La differenza sta nella presenza o meno degli odiati americani. Se ci sono, la guerra è ingiusta e bisogna protestare. Se non ci sono, allora chissenefrega. A parte tutto questo, dicevamo, che comunque fa già girare le scatole, le parole di Loreti contengono in sé un tasso di pericolosità inaccettabile, che va al di là di ogni comprensione e giustificazione. Ci meravigliamo che nessun prestigioso maitre à penser sotto le Due Torri (e dire che non mancano) si sia preso la briga di stigmatizzarle. Quel giorno Loreti e i suoi compagni bloccarono la circolazione ferroviaria causando ritardi per 118 treni.
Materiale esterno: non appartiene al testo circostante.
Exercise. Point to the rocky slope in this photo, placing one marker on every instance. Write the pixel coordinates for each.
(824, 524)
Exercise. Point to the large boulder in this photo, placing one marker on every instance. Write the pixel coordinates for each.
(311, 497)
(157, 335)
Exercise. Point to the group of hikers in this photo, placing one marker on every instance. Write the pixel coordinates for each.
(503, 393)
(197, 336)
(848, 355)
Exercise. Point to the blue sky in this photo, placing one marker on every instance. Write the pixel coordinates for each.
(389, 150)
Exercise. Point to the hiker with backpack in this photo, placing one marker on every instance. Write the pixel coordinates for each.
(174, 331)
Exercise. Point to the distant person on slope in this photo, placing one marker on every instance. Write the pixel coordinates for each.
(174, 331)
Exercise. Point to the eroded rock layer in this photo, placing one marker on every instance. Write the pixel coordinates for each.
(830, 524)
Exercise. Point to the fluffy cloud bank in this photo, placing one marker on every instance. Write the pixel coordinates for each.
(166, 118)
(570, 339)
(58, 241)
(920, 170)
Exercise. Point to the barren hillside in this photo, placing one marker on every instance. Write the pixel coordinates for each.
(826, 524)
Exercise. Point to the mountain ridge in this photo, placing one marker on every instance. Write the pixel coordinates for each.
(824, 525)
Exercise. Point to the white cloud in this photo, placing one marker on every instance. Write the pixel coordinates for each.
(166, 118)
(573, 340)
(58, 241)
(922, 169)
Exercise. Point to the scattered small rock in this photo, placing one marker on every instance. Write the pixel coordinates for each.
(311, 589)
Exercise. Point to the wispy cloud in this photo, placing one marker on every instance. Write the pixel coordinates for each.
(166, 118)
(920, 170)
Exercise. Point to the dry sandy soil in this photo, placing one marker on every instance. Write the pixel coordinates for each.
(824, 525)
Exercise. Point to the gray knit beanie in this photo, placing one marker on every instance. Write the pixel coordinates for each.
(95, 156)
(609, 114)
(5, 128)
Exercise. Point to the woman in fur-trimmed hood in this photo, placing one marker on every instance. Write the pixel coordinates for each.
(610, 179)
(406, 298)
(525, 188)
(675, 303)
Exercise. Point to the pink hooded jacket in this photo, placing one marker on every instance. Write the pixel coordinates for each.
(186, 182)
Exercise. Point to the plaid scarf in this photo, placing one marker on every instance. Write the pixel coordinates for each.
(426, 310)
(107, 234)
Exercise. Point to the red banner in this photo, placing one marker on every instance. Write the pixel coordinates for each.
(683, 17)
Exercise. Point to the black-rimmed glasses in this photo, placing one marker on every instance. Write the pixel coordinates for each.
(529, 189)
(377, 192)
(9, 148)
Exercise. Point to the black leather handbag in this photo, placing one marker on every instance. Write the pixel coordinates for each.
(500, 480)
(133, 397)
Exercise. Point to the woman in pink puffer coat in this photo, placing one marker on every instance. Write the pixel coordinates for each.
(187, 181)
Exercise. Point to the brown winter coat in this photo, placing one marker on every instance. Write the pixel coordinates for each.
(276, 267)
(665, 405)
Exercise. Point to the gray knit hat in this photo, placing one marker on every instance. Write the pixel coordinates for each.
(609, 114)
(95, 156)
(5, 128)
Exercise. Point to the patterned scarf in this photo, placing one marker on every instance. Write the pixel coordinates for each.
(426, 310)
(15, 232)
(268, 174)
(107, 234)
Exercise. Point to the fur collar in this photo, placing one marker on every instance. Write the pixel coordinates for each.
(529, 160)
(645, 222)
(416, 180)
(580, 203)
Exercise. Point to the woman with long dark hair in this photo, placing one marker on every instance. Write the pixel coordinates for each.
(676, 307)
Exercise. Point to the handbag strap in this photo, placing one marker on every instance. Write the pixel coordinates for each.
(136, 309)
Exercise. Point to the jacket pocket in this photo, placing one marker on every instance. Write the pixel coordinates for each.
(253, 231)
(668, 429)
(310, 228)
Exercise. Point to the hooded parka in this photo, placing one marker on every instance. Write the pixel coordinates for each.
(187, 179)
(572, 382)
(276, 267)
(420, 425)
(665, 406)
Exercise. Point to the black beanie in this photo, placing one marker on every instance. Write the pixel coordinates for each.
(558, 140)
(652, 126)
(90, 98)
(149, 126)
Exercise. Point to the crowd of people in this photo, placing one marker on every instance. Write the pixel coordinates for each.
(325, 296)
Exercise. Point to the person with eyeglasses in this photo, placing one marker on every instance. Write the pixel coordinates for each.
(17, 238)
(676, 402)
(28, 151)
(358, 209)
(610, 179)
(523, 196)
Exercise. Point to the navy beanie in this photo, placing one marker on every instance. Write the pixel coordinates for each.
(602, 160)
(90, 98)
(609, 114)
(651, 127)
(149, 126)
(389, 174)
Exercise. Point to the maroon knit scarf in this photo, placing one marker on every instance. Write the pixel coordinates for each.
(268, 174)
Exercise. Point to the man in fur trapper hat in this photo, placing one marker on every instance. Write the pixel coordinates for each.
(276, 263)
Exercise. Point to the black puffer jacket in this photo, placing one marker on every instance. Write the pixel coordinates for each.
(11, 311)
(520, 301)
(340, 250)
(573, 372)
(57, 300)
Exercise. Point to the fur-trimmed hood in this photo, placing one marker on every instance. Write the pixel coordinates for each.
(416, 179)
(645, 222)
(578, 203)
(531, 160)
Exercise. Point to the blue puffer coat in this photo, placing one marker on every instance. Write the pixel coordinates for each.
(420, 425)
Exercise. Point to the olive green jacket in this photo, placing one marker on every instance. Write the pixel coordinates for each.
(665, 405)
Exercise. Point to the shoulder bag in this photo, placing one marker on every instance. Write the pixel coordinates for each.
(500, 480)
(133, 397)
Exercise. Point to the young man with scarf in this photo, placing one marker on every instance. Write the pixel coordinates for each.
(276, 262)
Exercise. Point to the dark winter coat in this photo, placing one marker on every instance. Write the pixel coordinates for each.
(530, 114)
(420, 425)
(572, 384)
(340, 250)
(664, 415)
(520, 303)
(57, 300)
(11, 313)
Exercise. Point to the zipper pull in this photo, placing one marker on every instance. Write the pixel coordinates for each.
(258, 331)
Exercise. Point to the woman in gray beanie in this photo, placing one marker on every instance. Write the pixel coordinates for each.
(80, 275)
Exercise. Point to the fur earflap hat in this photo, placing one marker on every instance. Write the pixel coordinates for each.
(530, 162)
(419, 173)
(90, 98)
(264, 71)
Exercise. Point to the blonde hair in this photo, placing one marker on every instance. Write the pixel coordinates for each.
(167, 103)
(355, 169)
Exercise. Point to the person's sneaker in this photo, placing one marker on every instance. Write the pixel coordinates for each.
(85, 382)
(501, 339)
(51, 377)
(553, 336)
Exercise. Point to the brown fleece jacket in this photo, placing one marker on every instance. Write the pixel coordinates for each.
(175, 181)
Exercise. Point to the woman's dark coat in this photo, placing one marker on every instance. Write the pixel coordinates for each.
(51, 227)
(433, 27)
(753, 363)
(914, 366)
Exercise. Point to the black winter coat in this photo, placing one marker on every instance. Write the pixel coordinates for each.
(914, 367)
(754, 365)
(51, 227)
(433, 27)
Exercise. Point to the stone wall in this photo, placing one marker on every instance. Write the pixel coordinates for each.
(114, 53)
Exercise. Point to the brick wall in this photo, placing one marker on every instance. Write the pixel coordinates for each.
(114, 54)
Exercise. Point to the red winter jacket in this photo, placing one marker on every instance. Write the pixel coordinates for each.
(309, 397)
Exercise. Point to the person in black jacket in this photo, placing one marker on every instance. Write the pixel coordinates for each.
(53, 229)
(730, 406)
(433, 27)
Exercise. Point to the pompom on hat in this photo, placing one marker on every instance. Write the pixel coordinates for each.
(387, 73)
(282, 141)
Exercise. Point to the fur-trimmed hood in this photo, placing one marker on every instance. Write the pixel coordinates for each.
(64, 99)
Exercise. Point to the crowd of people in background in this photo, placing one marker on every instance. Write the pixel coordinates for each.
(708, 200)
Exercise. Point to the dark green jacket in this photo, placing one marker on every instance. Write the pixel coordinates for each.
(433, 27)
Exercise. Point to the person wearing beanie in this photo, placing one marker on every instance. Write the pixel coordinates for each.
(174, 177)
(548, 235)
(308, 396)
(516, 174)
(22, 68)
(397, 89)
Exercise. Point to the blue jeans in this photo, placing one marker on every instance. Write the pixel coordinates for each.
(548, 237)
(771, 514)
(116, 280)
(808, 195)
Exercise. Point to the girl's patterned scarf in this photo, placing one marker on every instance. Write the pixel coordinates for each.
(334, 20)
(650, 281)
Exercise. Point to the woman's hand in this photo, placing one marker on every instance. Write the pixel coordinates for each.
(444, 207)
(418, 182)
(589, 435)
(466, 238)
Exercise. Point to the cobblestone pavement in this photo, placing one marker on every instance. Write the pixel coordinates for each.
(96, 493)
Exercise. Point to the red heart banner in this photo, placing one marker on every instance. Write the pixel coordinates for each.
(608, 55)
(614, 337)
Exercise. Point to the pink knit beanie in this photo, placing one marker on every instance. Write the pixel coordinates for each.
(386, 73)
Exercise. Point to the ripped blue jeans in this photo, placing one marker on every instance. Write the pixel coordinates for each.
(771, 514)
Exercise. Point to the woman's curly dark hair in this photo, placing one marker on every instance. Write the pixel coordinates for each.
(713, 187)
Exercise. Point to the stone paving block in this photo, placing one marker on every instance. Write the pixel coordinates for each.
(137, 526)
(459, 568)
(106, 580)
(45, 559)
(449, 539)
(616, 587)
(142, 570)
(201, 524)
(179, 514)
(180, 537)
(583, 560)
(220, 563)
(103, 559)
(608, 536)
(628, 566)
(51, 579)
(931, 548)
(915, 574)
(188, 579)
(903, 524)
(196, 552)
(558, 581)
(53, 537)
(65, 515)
Quante centinaia di persone, se non addirittura migliaia, hanno dovuto mandare a ramengo la loro giornata a causa dei moti (a corrente alternata) di chi crede di poter decidere per gli altri che cos’è il bene e cos’è il male? Perché Loreti ritiene che la sua scala di valori morali sia più importante della scala di valori dei viaggiatori di quel giorno? Scusate: queste non sono violenze propriamente dette? A Bologna la casta degli studenti, sempre pronta a protestare contro tutto e tutti (a parte i suoi amici politici, s’intende, tra i quali Loreti e Rifondazione) rappresenta un bacino straordinario di carne da cannone per chi è specializzato nel fomentare il dissenso e il conflitto.

Con le sue dichiarazioni, Loreti ha dato un esempio negativo a tutti quei ragazzi che lo ascoltano e lo seguono. Ai quali viene insegnato che ciò che personalmente si ritiene giusto, diventa oggettivamente tale in modo automatico anche per gli altri: volenti o nolenti.